• Question: why do stars explode

    Asked by Lynch to Gavin, Karen, Mark, Michel, Roisin on 9 Nov 2016.
    • Photo: Michel Destrade

      Michel Destrade answered on 9 Nov 2016:


      They run out of fuel and collapse onto themselves creating a massive explosion!

    • Photo: Roisin Jones

      Roisin Jones answered on 10 Nov 2016:


      I would guess that Mark probably knows the answer to this question better than me, but yeah, I think that Michel has covered it: they’re basically giant balls of flame fueled by hydrogen and helium, and sometimes when they reach the end of their lifetime (i.e. running out of fuel), really massive stars have runaway nuclear reactions which eventually cause a gigantic explosion called a supernova!

    • Photo: Karen

      Karen answered on 10 Nov 2016:


      Yes I think everyone else will answer this better than me.

    • Photo: Mark Kennedy

      Mark Kennedy answered on 10 Nov 2016:


      This is quite a complicated question. Let’s start with our Sun, and go from there.

      At the end of its life, after the Sun has finished burning helium in its core, remnants of the Sun will be an iron core surrounded by layers of helium and hydrogen that never got to the conditions necessary for fusion. Iron is a very, very difficult element to get to fuse, and the reaction actually requires energy, as opposed to the fusion of hydrogen or helium, which releases energy. So when the core is just iron, the core will being to cool and all those outer layers of hydrogen and helium will be thrown out into space. We call this object a planetary nebula (there are some beautiful pictures of them here https://en.wikipedia.org/wiki/Planetary_nebula).

      Now the reason that the Sun won’t explode, and most stars won’t explode when they get to the end of their lives is because they aren’t massive enough to force that iron core to fuse. As I said before, it’s very difficult to, and requires extreme pressures and temperatures.
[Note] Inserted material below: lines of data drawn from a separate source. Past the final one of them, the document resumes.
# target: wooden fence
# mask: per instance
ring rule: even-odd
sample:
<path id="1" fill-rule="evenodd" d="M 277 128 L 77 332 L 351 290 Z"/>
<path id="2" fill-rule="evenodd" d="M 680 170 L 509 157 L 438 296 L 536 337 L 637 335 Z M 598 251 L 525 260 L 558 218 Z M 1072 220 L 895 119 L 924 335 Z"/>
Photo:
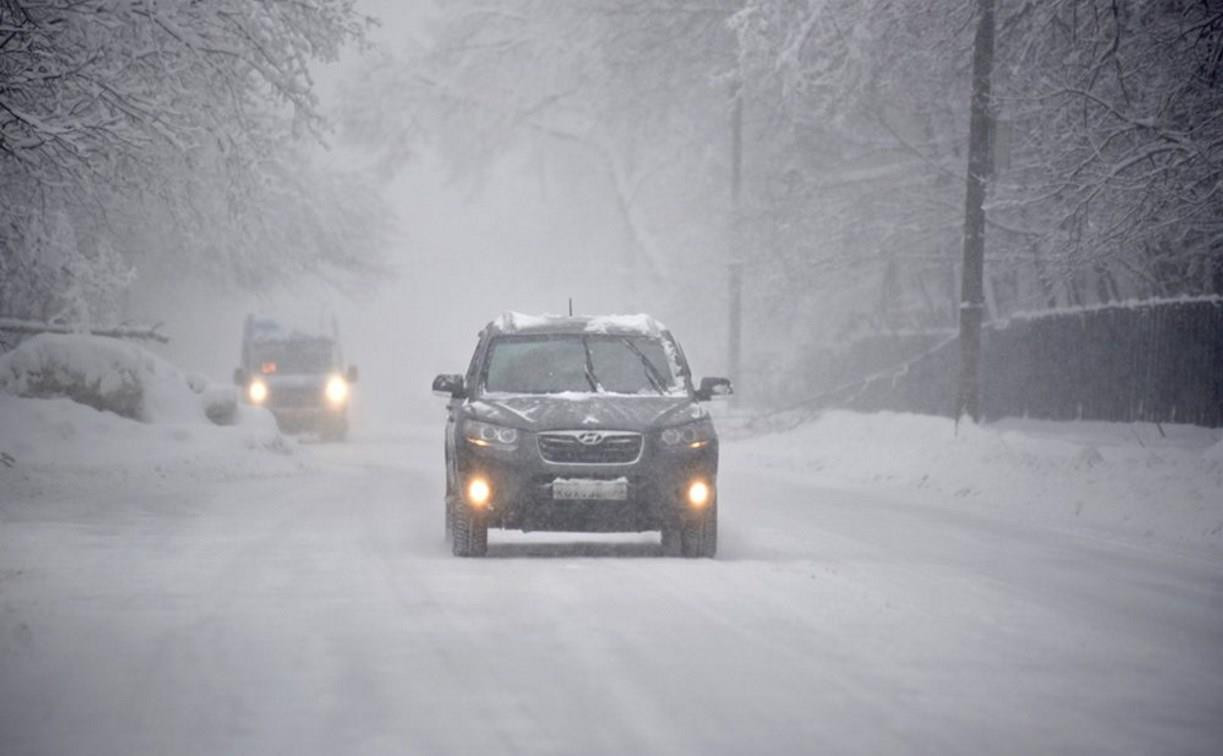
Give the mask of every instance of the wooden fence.
<path id="1" fill-rule="evenodd" d="M 987 420 L 1038 417 L 1223 426 L 1223 298 L 1156 300 L 1013 317 L 982 343 Z M 949 415 L 959 349 L 929 335 L 888 344 L 900 365 L 874 368 L 878 345 L 840 354 L 857 374 L 824 406 Z"/>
      So when you have very massive stars (about 8 times the mass of the Sun), then, at the end of their lives, they can actually cause that iron core to do some fusing. It’s not very stable, and happens very, very quickly, and causes all of the outer layers of the star to be blown off into the space very rapidly. These events are supernovae (in particular, these are type II supernovae https://en.wikipedia.org/wiki/Type_II_supernova and produce some beautiful images ).

      Supernova can be the brightest objects in the night sky (except for the moon) for example Supernova 1987a, which happened in 1987 (https://en.wikipedia.org/wiki/SN_1987A).

      Betelgeuse is a very massive star close to the Earth which could actually go supernova at any moment. (We think it will happen sometime within the next 1 million years, which is very short in the cosmic timescale). When it does explode, it will be bright enough that it will outshine the moon, and be visible in the sky during the day!!!